Legislate escape rooms and script-killing industries – Views: 180 million

Escape rooms and script killing (or known as Jubensha in Chinese, a mystery-like role-playing board game) have gained traction in China over the past years. These activities have won over the younger demographics of post-95s and post-00s for their suspense-driven interactive nature that is normally based on stories full of horror and murders. However, the joy might soon be subject to closer scrutiny with Li Xiaoxuan, another CPPCC member suggesting the legislation of the two sectors.

Viewing some of this game content as “promoting violence and split personality”, the Vice Chairman of Yunnan Provincial Committee of China Association for Promoting Democracy raised his concerns over psychological health among young people while warning such content may induce youth crimes. The proposal is faced with mixed views from netizens. Some suggested introducing a classification system along with age limits for certain content which would be sufficient justification, while a radical ban is rather unnecessary. 

Push for development in humanoid robots – Views: 53 million

Amid the growing tech fever at home that has been fanned by a ChatGPT-like AI race, this is one of the handful of proposals that have been well received by Internet users. The suggestion was introduced by Lei Jun, the Chinese billionaire entrepreneur who founded the household name, consumer electronic brand Xiaomi. It encourages more support for humanoid robotic innovations, public-private collaboration in pulling off core technology breakthroughs, and building up open ecosystems and accelerating the incubation of scenario applications.

The initiative was soon met with public applause. Some praised Lei as “a vanguard” in leading the unmanned technology with reference to Xiaomi’s intelligent factory that claims to be completely unmanned and automated, while capable of an annual output of over 10 million smartphones. Others believed the proposal would allow China to “take a lead” in this avant-garde field should it be effectively implemented, which would “further increase China’s global influence.”

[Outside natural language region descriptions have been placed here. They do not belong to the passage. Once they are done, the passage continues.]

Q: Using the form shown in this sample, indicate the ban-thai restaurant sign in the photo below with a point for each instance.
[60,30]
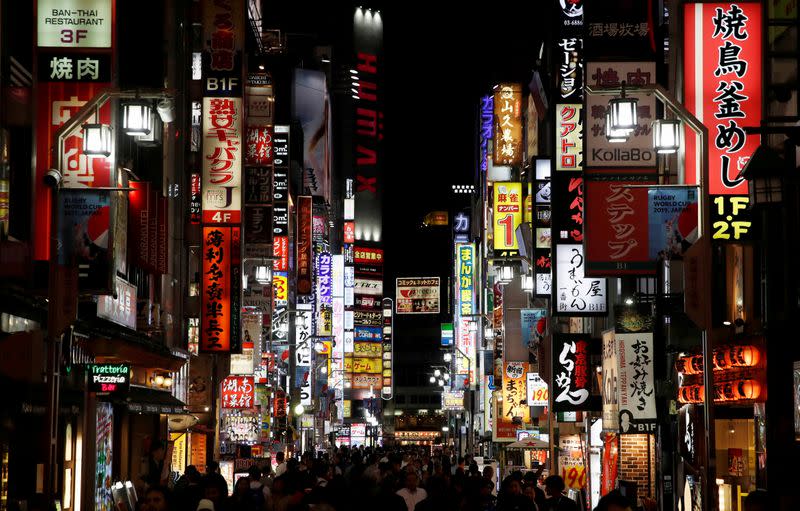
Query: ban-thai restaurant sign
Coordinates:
[616,231]
[215,321]
[723,88]
[572,373]
[513,410]
[508,124]
[222,160]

Make English optional in China’s college entrance examination – Views: 37 million

The proposal echoes China’s ongoing Double Reduction policy in the education sector, which aims to reduce the study burden for students. This is not the first time that the role of English has been downgraded in China’s overall education following the introduction of the regulation in 2021. The proposal of “reducing the weight of English in teaching and increasing the education of cultural confidence” which was raised in 2022 caused a stir. In response, the Ministry of Education stated “English study is necessary, but it doesn’t have to take up too much time or even be overstressed [as it is now].”

Chen Weizhi, a CPPCC member who proposed the latest idea, also suggested introducing a band-based English test system for secondary school students while placing a focus on communication skills and “cancel English’s status as a main subject in exams in both secondary and high schools”.

The idea was met with mixed public responses. Concerns arose, with some believing this would worsen China’s decoupling with the world as the foreign language is “a window to the outside world”. While others regarded the move as reflecting the evolving relationships between China and the rest of the world as well as China’s changing self-perception and self-positioning.